Working through a dry spell can feel like treading water: tiring and unproductive. Worse still is the worry that you’ll never get up on the board again, that your inspiration is gone for good, your well has run dry.

Ah, the well.

I’ll admit I don’t love this metaphor. It’s overused and inaccurate. Creativity never really disappears, but it definitely cycles. I prefer a more dynamic and personal metaphor: the sea, with its constant flux, depths, and ever-changing tides.

When the tide is high, and the ideas and words are flowing, I work. When the tide is out, and there’s nothing but a dry beach in front of me, I play! (Or at least stop reaching for my figurative surfboard).

Working Through The Ebbs.

Life is consistently inconsistent.

Just when we think we’ve got this, there’s a new twist or turn, and we’ve got to adapt and change. These jolts and shifts affect our creative energy. Some days, it’s just not there.

It’s not realistic to expect it to be “on” all the time. But our insane hustle culture makes it hard to prioritize rest and downtime, especially if we’re worried our best work’s behind us, that our creativity is gone for good.

In these times, which can be disheartening, remind yourself that it takes enormous amounts of energy not only to have an idea but to execute it!

If your inspiration is ebbing the least productive thing you can do is fight it or feel guilty.

Instead, use this low-tide time to rest and take stock. Do the quiet background work of writing, such as reading and talking to people who light you up. Investigate the flotsam and jetsom left by your last high tide, those scraps of ideas that might find a place in your next project or piece of writing.
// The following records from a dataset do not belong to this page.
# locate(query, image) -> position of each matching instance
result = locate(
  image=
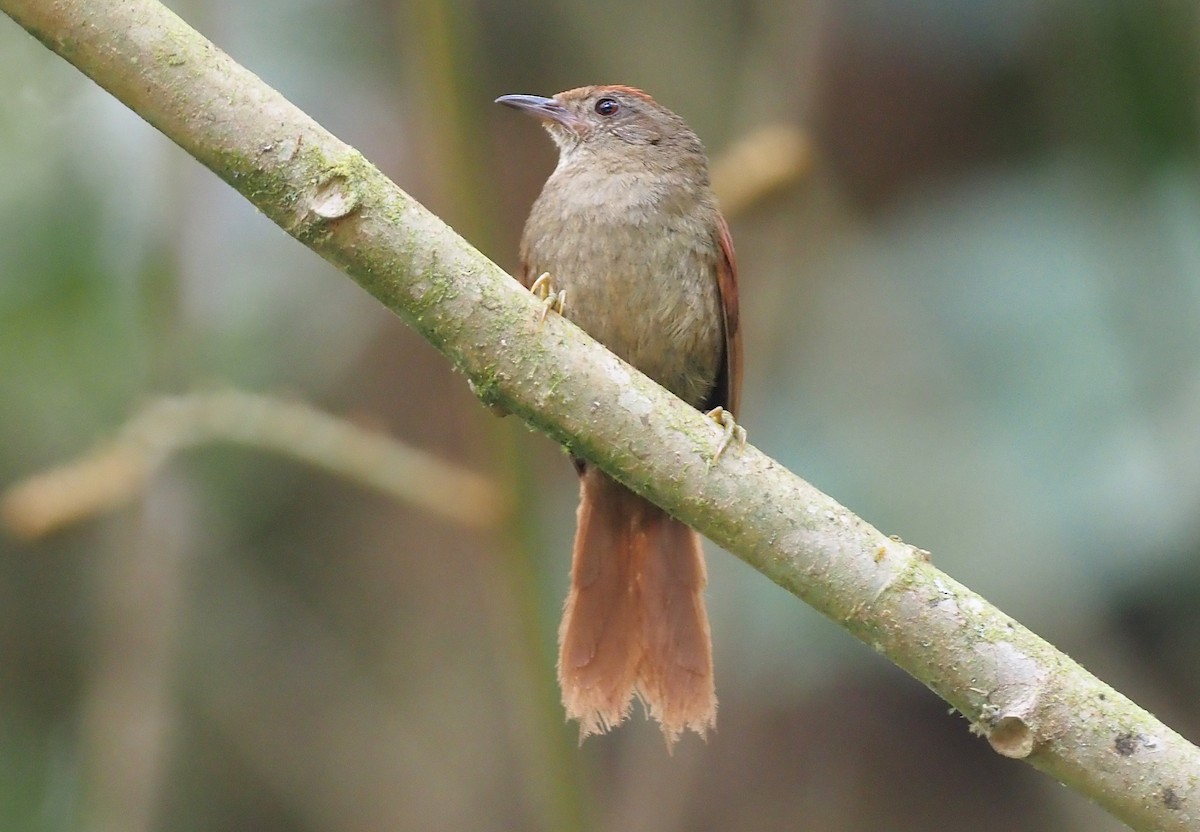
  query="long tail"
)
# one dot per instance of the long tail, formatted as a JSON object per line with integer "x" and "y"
{"x": 635, "y": 620}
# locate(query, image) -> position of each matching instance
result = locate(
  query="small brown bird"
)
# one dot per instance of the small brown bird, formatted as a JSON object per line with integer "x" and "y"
{"x": 628, "y": 231}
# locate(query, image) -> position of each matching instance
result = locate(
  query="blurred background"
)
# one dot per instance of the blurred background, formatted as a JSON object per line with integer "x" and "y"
{"x": 972, "y": 319}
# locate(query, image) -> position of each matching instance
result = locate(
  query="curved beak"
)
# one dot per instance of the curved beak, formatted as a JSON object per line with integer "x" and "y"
{"x": 546, "y": 109}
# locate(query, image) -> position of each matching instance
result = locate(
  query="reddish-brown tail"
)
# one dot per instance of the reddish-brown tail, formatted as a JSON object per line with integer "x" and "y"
{"x": 635, "y": 620}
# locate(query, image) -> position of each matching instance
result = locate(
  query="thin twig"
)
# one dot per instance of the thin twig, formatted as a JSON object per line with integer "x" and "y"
{"x": 118, "y": 471}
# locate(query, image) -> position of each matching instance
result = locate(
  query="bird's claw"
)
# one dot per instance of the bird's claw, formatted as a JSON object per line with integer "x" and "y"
{"x": 544, "y": 288}
{"x": 733, "y": 431}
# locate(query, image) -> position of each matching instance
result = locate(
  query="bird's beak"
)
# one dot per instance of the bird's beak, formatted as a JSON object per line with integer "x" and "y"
{"x": 547, "y": 109}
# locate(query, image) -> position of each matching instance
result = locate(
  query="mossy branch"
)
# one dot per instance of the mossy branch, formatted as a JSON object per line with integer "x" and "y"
{"x": 1030, "y": 700}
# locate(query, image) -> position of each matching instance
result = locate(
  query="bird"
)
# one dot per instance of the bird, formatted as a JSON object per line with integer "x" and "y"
{"x": 627, "y": 240}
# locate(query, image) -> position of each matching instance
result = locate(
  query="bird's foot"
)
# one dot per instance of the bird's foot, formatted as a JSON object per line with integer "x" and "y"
{"x": 733, "y": 431}
{"x": 544, "y": 289}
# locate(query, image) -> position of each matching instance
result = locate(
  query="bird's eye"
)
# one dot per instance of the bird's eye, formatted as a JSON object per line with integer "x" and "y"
{"x": 607, "y": 107}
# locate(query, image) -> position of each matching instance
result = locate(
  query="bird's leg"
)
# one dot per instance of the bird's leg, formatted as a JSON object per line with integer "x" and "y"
{"x": 733, "y": 431}
{"x": 544, "y": 288}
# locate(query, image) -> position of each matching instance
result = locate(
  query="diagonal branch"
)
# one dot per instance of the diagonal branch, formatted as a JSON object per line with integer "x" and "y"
{"x": 1030, "y": 700}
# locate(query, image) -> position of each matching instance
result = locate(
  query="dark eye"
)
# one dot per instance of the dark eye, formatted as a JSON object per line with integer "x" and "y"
{"x": 607, "y": 107}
Who knows? It might even lead to the tide returning sooner than you expected.

Go With the Flow.

The creative flow state is pure magic, as you lose track of time and space as you dive headfirst into your project.

As I mentioned above, though, it is also fleeting.

Flow is elusive. But you can create the conditions to invite the return of your next creative flood.

First, prioritize your process. Eliminate as many distractions as possible from your writing time and space. It has to be just you, floating alone, deep in the ocean of your thoughts, feelings and imagination.

Enact a gentle discipline. Even just 10 or 15 minutes of no-pressure writing a day can lure your muses back from vacation.

Inspiration is only a fragment of what goes into creating something amazing, just like surfing takes more than just a wave. You need a board, a lot of balance, and enough strength to swim out.

The more you practice your craft in uninspiring moments, the more prepared you’ll be to catch the next wave of inspiration.

Prioritize Play.

We can’t control the ocean. And we can’t control creativity’s natural ebbs.

When the tide goes out, and your ideas dry up, don’t panic.


Schedule a bit of time for fun every day.

This may be physical play, such as a bike ride, a tickle fight with your kids, or digging in the garden. It can be a board game or a puzzle. Crosswords are a personal favourite for me. It could be something cultural that fills your cup, like seeing a play or concert.

You do you.

Just remember that the definition of play is something that’s done for its own sake. Getting a fast weeknight dinner on the table is not play. Taking a Saturday afternoon to master a new recipe from a beloved cookbook for pleasure is.

This playtime can have social, emotional and physical benefits. And it can help draw the tide back in.